Antibiotics are the most commonly prescribed medications in NICUs. Their use has been associated with adverse NICU outcomes, including increased risks of necrotizing enterocolitis, late-onset sepsis, and death in infants with birth weights below 1,500 g, as well as an increase in multidrug-resistant organisms, he noted.
In SCOUT, the composite outcome of necrotizing enterocolitis, late-onset sepsis, or death didn’t differ between the two study periods: 17.1% at baseline and 15.8% during the intervention period. Similarly, the incidence of colonization with multidrug-resistant organisms was 1.4% during the baseline period and not significantly different at 1% after implementation of the antibiotic stewardship program. Larger multicenter studies with pooled data will be required to determine whether antibiotic stewardship in NICUs affects neonatal outcomes, Dr. Cantey said.
He added that he and his coinvestigators are now trying to identify additional NICU scenarios in which antibiotics can safely be withheld. One likely candidate: asymptomatic preterm infants exposed to premature rupture of membranes. The investigators also hope to utilize the ongoing prospective surveillance element of Parkland’s NICU antibiotic stewardship program to identify the safe minimum treatment duration for common conditions such as urinary tract infections, sepsis, and necrotizing enterocolitis.
Audience members were effusive in their praise of the SCOUT study and the Parkland program. They wanted to hear more details about how the physician behavior change was accomplished. Dr. Cantey said that the three intervention targets were approved by the NICU medical director and the plan was disseminated to all the neonatologists, nurse practitioners, fellows, and residents. It was important to be able to assure everyone that outcomes would be prospectively monitored closely to ensure safety. The toughest task, he added, was to create the hard stops in the electronic medical record so that, for example, treatment for rule-out sepsis would automatically stop at 48 hours: skilled information technologists were essential.

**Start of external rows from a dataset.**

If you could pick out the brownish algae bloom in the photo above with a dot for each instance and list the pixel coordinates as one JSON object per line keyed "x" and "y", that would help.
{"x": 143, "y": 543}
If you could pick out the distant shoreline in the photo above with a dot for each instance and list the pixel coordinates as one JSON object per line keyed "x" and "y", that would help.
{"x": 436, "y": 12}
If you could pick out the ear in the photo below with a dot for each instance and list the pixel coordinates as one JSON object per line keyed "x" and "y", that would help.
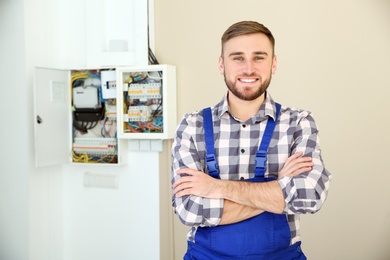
{"x": 221, "y": 66}
{"x": 274, "y": 64}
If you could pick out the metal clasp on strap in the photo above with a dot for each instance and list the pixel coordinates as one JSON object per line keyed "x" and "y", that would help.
{"x": 261, "y": 159}
{"x": 212, "y": 165}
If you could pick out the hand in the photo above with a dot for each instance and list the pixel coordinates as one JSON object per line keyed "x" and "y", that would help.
{"x": 295, "y": 165}
{"x": 197, "y": 183}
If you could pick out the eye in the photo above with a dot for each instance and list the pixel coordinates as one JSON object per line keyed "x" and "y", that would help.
{"x": 259, "y": 58}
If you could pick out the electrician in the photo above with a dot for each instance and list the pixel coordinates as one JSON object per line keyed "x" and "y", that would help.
{"x": 244, "y": 169}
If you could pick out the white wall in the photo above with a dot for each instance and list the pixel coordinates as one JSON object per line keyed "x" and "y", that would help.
{"x": 47, "y": 213}
{"x": 333, "y": 60}
{"x": 15, "y": 153}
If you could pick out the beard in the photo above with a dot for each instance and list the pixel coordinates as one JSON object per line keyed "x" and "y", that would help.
{"x": 247, "y": 94}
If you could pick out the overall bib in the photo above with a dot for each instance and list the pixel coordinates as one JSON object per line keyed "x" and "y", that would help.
{"x": 266, "y": 236}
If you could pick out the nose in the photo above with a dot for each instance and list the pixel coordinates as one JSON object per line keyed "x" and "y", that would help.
{"x": 249, "y": 67}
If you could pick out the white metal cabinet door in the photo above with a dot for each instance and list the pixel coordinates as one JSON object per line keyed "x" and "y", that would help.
{"x": 52, "y": 116}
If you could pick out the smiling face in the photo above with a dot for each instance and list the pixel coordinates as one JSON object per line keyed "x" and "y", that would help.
{"x": 247, "y": 63}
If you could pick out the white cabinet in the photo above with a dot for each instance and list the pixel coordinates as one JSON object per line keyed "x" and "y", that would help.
{"x": 76, "y": 117}
{"x": 147, "y": 102}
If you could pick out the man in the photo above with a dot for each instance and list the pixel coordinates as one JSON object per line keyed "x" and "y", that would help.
{"x": 245, "y": 169}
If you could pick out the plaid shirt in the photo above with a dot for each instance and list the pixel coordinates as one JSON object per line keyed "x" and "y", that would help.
{"x": 236, "y": 144}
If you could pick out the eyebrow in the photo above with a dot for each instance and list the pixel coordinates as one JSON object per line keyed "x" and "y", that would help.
{"x": 256, "y": 53}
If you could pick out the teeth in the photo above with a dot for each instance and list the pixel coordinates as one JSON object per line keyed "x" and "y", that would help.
{"x": 248, "y": 80}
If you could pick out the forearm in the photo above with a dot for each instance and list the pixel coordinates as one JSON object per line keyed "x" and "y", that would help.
{"x": 234, "y": 212}
{"x": 264, "y": 196}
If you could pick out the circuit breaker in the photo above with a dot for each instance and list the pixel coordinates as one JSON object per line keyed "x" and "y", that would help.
{"x": 147, "y": 102}
{"x": 76, "y": 117}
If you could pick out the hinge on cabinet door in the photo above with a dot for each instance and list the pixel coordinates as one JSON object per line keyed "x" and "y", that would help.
{"x": 39, "y": 120}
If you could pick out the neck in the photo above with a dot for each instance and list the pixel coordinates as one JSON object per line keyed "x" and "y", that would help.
{"x": 243, "y": 109}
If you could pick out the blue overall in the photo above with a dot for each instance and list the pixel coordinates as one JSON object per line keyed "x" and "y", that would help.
{"x": 266, "y": 236}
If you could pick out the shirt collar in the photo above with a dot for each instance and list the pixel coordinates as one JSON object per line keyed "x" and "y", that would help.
{"x": 267, "y": 109}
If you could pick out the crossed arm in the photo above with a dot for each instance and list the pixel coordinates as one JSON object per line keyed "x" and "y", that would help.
{"x": 242, "y": 200}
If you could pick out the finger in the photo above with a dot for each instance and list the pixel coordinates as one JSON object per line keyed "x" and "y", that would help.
{"x": 188, "y": 171}
{"x": 180, "y": 181}
{"x": 294, "y": 156}
{"x": 301, "y": 168}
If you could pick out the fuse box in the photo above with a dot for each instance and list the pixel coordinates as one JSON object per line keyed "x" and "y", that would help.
{"x": 146, "y": 102}
{"x": 76, "y": 117}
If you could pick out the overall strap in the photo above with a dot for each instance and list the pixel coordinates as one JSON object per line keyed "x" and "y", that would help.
{"x": 211, "y": 161}
{"x": 261, "y": 154}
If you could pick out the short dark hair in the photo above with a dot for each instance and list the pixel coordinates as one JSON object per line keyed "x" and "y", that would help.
{"x": 244, "y": 28}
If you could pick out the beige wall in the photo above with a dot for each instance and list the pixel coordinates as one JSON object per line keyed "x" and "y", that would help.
{"x": 333, "y": 60}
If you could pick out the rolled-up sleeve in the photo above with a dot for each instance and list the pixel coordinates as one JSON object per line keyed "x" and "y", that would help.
{"x": 192, "y": 210}
{"x": 307, "y": 192}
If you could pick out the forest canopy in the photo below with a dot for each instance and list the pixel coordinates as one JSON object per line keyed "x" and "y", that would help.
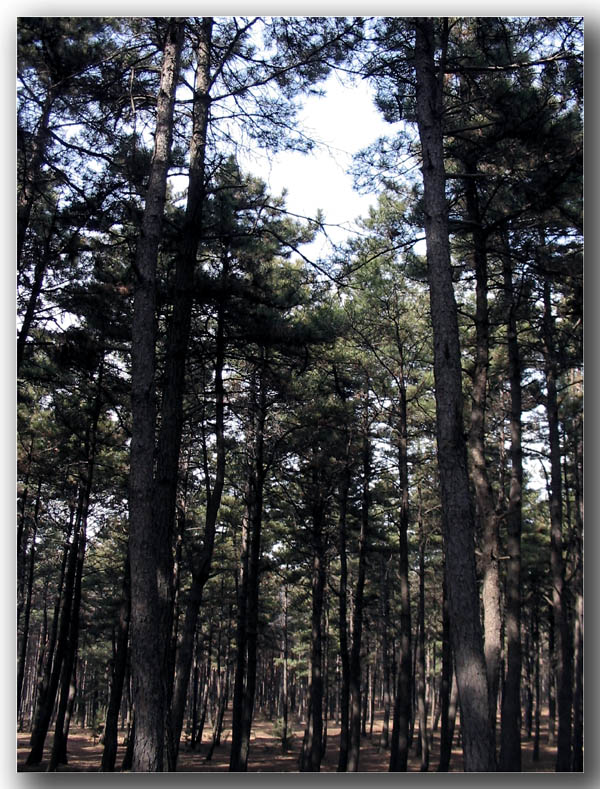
{"x": 338, "y": 494}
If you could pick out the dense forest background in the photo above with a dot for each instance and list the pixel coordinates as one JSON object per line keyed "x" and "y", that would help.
{"x": 253, "y": 483}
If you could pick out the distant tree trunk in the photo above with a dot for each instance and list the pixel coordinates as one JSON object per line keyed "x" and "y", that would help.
{"x": 245, "y": 682}
{"x": 32, "y": 170}
{"x": 420, "y": 656}
{"x": 457, "y": 517}
{"x": 564, "y": 669}
{"x": 578, "y": 589}
{"x": 27, "y": 612}
{"x": 201, "y": 565}
{"x": 313, "y": 742}
{"x": 402, "y": 706}
{"x": 447, "y": 726}
{"x": 166, "y": 478}
{"x": 343, "y": 619}
{"x": 357, "y": 623}
{"x": 59, "y": 747}
{"x": 384, "y": 603}
{"x": 148, "y": 640}
{"x": 109, "y": 754}
{"x": 510, "y": 751}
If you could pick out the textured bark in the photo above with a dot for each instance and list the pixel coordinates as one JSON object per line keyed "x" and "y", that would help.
{"x": 564, "y": 655}
{"x": 457, "y": 516}
{"x": 510, "y": 752}
{"x": 402, "y": 707}
{"x": 384, "y": 614}
{"x": 32, "y": 171}
{"x": 343, "y": 620}
{"x": 109, "y": 754}
{"x": 357, "y": 623}
{"x": 420, "y": 656}
{"x": 201, "y": 566}
{"x": 148, "y": 639}
{"x": 27, "y": 612}
{"x": 484, "y": 496}
{"x": 245, "y": 680}
{"x": 447, "y": 674}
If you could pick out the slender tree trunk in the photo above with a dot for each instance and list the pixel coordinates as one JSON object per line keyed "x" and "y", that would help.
{"x": 177, "y": 341}
{"x": 510, "y": 752}
{"x": 578, "y": 589}
{"x": 384, "y": 602}
{"x": 54, "y": 660}
{"x": 148, "y": 640}
{"x": 245, "y": 682}
{"x": 27, "y": 613}
{"x": 402, "y": 706}
{"x": 457, "y": 517}
{"x": 355, "y": 668}
{"x": 564, "y": 670}
{"x": 32, "y": 169}
{"x": 447, "y": 726}
{"x": 109, "y": 754}
{"x": 59, "y": 746}
{"x": 343, "y": 619}
{"x": 201, "y": 566}
{"x": 420, "y": 657}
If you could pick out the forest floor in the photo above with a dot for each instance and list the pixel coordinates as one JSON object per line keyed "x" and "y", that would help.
{"x": 85, "y": 752}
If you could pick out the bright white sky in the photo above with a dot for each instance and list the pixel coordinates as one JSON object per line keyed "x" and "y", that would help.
{"x": 344, "y": 121}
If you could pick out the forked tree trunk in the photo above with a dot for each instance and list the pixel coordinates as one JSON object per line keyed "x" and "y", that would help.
{"x": 562, "y": 634}
{"x": 457, "y": 517}
{"x": 357, "y": 623}
{"x": 510, "y": 752}
{"x": 402, "y": 706}
{"x": 148, "y": 640}
{"x": 109, "y": 754}
{"x": 484, "y": 496}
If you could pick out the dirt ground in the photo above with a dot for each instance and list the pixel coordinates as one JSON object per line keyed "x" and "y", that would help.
{"x": 85, "y": 752}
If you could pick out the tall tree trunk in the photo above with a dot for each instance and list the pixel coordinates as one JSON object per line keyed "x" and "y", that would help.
{"x": 245, "y": 680}
{"x": 384, "y": 612}
{"x": 447, "y": 726}
{"x": 148, "y": 640}
{"x": 343, "y": 618}
{"x": 510, "y": 752}
{"x": 201, "y": 565}
{"x": 578, "y": 592}
{"x": 27, "y": 613}
{"x": 54, "y": 659}
{"x": 402, "y": 706}
{"x": 457, "y": 517}
{"x": 564, "y": 669}
{"x": 177, "y": 341}
{"x": 313, "y": 743}
{"x": 59, "y": 746}
{"x": 420, "y": 656}
{"x": 357, "y": 623}
{"x": 484, "y": 495}
{"x": 109, "y": 754}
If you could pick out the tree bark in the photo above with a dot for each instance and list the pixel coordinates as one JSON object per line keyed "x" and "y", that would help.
{"x": 343, "y": 618}
{"x": 402, "y": 706}
{"x": 148, "y": 639}
{"x": 355, "y": 668}
{"x": 457, "y": 516}
{"x": 484, "y": 495}
{"x": 109, "y": 754}
{"x": 510, "y": 751}
{"x": 564, "y": 657}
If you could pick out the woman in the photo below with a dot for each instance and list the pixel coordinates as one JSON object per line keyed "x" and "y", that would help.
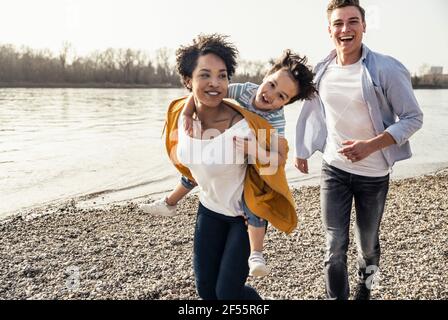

The SCOUT study was supported by a Gerber Novice Researcher Award from the Gerber Foundation. Dr. Cantey reported having no financial conflicts.
AT THE PAS ANNUAL MEETING
Key clinical point: Total antibiotic utilization in a level-IIIC neonatal intensive care unit was safely reduced by 27% through a formal antibiotic stewardship program.
Major finding: The rate of discontinuation of courses of antibiotics given for “rule-out sepsis” by 48 hours tripled from 32% at baseline to 95% post intervention.
Data source: This prospective study carried out in a 90-bed NICU involved an initial 9-month baseline observation period and a second 9-month period starting after implementation of the stewardship program.
Disclosures: The study was supported by a Gerber Novice Researcher Award from the Gerber Foundation. The presenter reported having no relevant financial disclosures.